# Broken Bolt



## NikLutik (Feb 12, 2020)

Help! I was changing the alternator on my 2013 Chevy Cruze lt 1.4 L turbo, and as I was torquing one of the engine mount bolts, the ones that go into the block, and it snapped. What do I do now? And is it fine if I leave it as is? Will the broken thread fall into the engine block cavity (when disassembling I notice that the three bolts have oil on the threads)?


----------



## CRUISE-CRUZE (Nov 8, 2010)

Hello to you too! How are you?
Add a few detailed pictures to see how bad it looks.


----------



## NikLutik (Feb 12, 2020)

CRUISE-CRUZE said:


> Hello to you too! How are you?
> Add a few detailed pictures to see how bad it looks.


----------



## -loki- (Dec 13, 2019)

Where is the rest of the bolt?


----------



## NikLutik (Feb 12, 2020)

Inside the engine block


----------



## plano-doug (Jul 1, 2015)

NikLutik said:


> Inside the engine block


Is there any of it sticking out? Can you post a pic?

Generally speaking, if it's down in the hole, you will need to drill into the screw remnant, WITH A LEFT HANDED DRILL BIT, without damaging the sides of the hole around it, then insert an extractor to back it out.

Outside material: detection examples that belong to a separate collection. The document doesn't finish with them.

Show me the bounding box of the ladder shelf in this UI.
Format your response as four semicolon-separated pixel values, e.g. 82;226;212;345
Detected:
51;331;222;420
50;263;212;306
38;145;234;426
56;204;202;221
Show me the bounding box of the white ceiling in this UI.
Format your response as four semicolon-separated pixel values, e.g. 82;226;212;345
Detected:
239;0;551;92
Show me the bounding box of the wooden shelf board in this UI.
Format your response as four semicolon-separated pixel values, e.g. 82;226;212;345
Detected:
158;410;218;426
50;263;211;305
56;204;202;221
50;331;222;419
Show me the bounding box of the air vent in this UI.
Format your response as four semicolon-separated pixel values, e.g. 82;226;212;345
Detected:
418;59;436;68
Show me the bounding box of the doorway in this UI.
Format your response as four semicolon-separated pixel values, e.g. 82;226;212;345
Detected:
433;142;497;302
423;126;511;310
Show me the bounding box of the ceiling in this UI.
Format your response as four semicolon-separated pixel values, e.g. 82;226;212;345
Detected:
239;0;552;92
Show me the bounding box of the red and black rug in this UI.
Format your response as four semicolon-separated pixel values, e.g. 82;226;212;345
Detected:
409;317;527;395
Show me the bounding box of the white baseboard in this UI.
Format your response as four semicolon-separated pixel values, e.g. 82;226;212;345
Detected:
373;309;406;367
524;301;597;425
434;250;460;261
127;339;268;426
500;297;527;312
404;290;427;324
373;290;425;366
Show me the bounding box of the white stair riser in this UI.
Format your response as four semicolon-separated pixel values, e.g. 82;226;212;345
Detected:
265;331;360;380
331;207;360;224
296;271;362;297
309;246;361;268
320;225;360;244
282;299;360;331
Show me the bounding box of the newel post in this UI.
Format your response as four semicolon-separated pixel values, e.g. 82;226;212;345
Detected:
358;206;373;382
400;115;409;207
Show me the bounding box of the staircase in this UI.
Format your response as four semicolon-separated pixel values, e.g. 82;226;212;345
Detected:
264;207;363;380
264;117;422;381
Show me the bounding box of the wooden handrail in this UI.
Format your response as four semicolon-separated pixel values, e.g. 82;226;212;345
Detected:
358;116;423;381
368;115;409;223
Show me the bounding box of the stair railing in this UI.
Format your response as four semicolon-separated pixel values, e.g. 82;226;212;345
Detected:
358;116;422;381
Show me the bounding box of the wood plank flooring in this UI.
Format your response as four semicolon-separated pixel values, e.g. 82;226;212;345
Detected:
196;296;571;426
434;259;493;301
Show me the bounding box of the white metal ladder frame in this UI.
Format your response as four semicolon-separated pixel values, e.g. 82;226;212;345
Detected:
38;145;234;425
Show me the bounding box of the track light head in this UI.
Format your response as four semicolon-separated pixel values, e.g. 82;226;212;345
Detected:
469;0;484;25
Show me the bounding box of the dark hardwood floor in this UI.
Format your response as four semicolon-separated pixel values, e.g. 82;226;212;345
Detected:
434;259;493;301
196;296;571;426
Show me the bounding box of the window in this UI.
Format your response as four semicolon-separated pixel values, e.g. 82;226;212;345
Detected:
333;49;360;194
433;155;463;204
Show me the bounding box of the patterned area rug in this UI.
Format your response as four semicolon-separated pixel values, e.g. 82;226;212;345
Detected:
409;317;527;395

To access it, you may need a right-angle drill, but even then, space around it may be too tight to access the broken bolt without tilting or elevating the motor some.

OTOH, if there is some part of the bolt sticking out of the hole, then a small pair of long nosed vise grips might be all you need.

Also, double check to be sure that there's no access to the back side of the opening, just in case.

HTH.

Doug

.


----------



## NikLutik (Feb 12, 2020)

Will it be all right if I just leave it as it is? Will the rest of the bolt fall into the crankcase/engine block from vibrations?


----------